Bootstrappable (Retro) OS?

Prompted by the recent Pi Pico thread which talked about FUZEix, then Unix, lack of C compilers, etc. I thought I’d just pop this here - for thought… Feel free to expand on it, or go off at a tangent as you need!

I have a little retro 65c816 SBC with 256KB of RAM which I’m writing a little OS for. It’s nothing special right now, just a few retro style things on modern (if period) hardware. There are 2 levels of OS; The native one is written in assembler and provides an Acorn MOS like interface to the hardware with a simple CLI. The higher level OS is written in BCPL and there is a small assembly shim to launch the BCPL system which uses the underlying OS to load from storage. My early thoughts were to re-imagine an OS on hardware from the early 80’s although my initial aim was older style hardware - the '816 was about in 1984 but we did have the 68K and 8086 by then and I used a fine multi-tasking command-liney OS on a 32-bit ‘mini’ with 256KB of core in the late 70’s that supported it’s own compiler…

(IMy OS is almost a 32-bit version of the BCPL that ran on the BBC Micro in the early 80’s)

While I did initially cross compile the OS, CLI & utilities on my Linux desktop it is capable of running the current BCPL compiler natively. It can’t yet compile the compiler (more due to an issue I have with floating point than anything else) Compiling isn’t fast though - my nano-like editor will compile in the blink of an eye on my desktop, but takes 25 seconds on the SBC…
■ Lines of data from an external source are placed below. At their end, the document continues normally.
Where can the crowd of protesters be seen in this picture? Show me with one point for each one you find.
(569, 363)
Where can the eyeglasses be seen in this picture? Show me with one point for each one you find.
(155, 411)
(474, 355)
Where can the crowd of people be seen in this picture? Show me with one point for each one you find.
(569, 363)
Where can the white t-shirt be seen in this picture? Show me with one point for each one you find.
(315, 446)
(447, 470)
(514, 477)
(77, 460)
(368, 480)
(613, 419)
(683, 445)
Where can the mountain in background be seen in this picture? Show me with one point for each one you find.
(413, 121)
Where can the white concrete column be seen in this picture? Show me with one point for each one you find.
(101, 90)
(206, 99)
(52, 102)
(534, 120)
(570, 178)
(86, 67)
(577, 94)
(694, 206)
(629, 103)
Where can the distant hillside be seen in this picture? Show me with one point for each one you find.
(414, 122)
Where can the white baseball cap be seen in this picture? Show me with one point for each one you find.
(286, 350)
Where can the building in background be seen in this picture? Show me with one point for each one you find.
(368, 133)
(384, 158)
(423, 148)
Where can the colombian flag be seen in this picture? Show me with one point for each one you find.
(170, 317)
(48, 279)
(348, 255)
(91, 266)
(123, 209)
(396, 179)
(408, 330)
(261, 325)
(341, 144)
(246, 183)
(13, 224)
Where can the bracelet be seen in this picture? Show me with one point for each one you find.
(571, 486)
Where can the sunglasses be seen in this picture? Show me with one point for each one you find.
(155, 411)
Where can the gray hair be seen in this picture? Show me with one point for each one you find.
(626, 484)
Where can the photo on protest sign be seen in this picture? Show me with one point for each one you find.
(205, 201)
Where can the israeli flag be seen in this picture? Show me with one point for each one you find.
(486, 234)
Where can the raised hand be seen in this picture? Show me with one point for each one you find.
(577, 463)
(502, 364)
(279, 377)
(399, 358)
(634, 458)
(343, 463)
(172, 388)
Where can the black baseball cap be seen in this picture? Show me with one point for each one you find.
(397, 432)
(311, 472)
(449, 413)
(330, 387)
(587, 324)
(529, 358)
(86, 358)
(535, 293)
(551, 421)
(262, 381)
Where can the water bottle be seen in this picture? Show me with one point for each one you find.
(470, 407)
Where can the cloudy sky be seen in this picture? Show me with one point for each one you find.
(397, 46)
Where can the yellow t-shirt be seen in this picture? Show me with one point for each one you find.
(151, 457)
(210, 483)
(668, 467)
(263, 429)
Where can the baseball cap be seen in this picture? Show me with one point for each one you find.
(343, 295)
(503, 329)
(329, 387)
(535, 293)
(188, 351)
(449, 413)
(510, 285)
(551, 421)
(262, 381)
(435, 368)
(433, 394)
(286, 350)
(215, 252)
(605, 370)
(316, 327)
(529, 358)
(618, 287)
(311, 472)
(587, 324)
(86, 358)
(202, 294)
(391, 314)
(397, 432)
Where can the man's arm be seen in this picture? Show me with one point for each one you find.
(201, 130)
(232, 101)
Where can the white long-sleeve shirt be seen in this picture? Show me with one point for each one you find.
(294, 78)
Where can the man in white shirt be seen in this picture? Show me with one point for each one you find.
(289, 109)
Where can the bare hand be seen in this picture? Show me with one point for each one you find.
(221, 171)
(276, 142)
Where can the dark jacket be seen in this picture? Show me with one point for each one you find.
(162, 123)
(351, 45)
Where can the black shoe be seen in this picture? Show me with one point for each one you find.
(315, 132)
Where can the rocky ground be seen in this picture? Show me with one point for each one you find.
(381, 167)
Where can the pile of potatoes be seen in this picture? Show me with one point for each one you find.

But which direction to take the OS in? The commands are Unix like and my aim is to make a form of redirection and pipes and muti-tasking.

But then there already exists Fuzix… So why bother?

Or do I just plod on - it’s a nice little hobby, if nothing else - and do what I fancy? The issue is, is that just about everything resembles Unix these days (and I think that was a quote from Ken Thompson, or someone in that group of peers)

Thoughts or ideas welcome…




Comparing speeds one must compare DISC and Console I/O as well as raw computing power and compute relaitive speeds. I still type the same speed, on desktop or aCP/M machine. HUNT H HUNT E PECK L HUNT L PECK K ^H L PECK O ^ENTER HELLLO I have 10 year old machine, and 5 to 20 seconds for menu window to popup, thus I suspect DOS while slower (~ 1990) with like 10 minute compile times
gave a better reponse time than today on bloated OS like windows 10.
CP/M z80 or DOS xx86 being single being single user while slow
still I suspect faster than Unix running a 50 users at one time.

As side note was the 68000 the only common 16 bit CPU with true* 32 bit addressing
in the late 1970’s and early 1980’s? * no segments or banked memory.

1 Like

Maybe take a look at this : GNO/ME - UNIX for the Apple IIgs
multi-tasking on an Apple IIgs.

Are you taking advantage of the '816’s 16 bit machine stack pointer and direct page anywhere in bank 0? Is your OS loaded and running in other than bank 0?

As is you have a form of multi-processing going on so that’s a plus.


1 Like

It’s great to see a very-nearly-bootstrappable retro OS, and indeed to see an independent line of investigation.

That’s absolutely fine! Build times of 20 mins are not uncommon at places I’ve worked - and that’s after optimising them.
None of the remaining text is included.